Interpretive Summary: Glucose is a key energy source for the human body and is an important fuel for endurance exercise. It can be derived from ingested carbohydrates, from stored glycogen and from newly synthesized glucose in the liver. The objective of this research was to determine whether athletes that habitually follow a low carbohydrate/high fat diet would have higher rates of new glucose synthesis in the liver during exercise compared to those that follow a mixed macronutrient diet. This study demonstrated that cyclists on low carbohydrate/high fat diet had lower rates of total blood sugar production and blood sugar derived from glycogen stores compared to those on the mixed diet. Both groups had similar rates of new glucose synthesis in the liver. Our findings indicate that the cyclists on a low carbohydrate/high fat diet did not compensate for reduced dietary carbohydrate intake by increasing glucose synthesis in the liver during exercise but rather adapted by altering fat and carbohydrate utilization.

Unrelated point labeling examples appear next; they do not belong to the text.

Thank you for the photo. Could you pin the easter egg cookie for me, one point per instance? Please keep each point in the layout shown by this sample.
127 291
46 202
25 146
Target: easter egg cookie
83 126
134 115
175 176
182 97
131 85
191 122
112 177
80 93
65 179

This study shows that the carbohydrate content of the diet influences the amount of glucose derived from glycogen stores and adapts the energy source during exercise condition.
Technical Abstract: Endogenous glucose production (EGP) occurs via hepatic glycogenolysis (GLY) and gluconeogenesis (GNG) and plays an important role in maintaining euglycemia. Rates of GLY and GNG increase during exercise in athletes following a mixed macronutrient diet; however these processes have not been investigated in athletes following a low carbohydrate high fat (LCHF) diet. Therefore, we studied 7 well-trained male cyclists that were habituated to either a LCHF (7% carbohydrate, 72% fat, 21% protein) or mixed diet (51% carbohydrate, 33% fat, 16% protein) for longer than 8 months. After an overnight fast, participants performed a 2-hour laboratory ride at 72% of maximal oxygen consumption. Glucose kinetics were measured at rest and during the final 30 min of exercise by infusion of [6,6-2H2]-glucose and the ingestion of 2H2O tracers. Rates of EGP and GLY both at rest and during exercise were significantly lower in the LCHF group than the mixed diet group (Exercise EGP: LCHF, 6.0 +/- 0.9; Mixed, 7.8 +/- 1.1 mg/kg/min, P < 0.01. Exercise GLY: LCHF, 3.2 +/- 0.7; Mixed, 5.3 +/- 0.9 mg/kg/min, P < 0.01). Conversely, no difference was detected in rates of GNG between groups at rest or during exercise (Exercise: LCHF, 2.8 +/- 0.4; Mixed, 2.5 +/- 0.3 mg/kg/min, P = 0.15). We conclude that athletes on a LCHF diet do not compensate for reduced glucose availability via higher rates of glucose synthesis compared to athletes on a mixed diet. Instead, GNG remains relatively stable while glucose oxidation and GLY are influenced by dietary factors.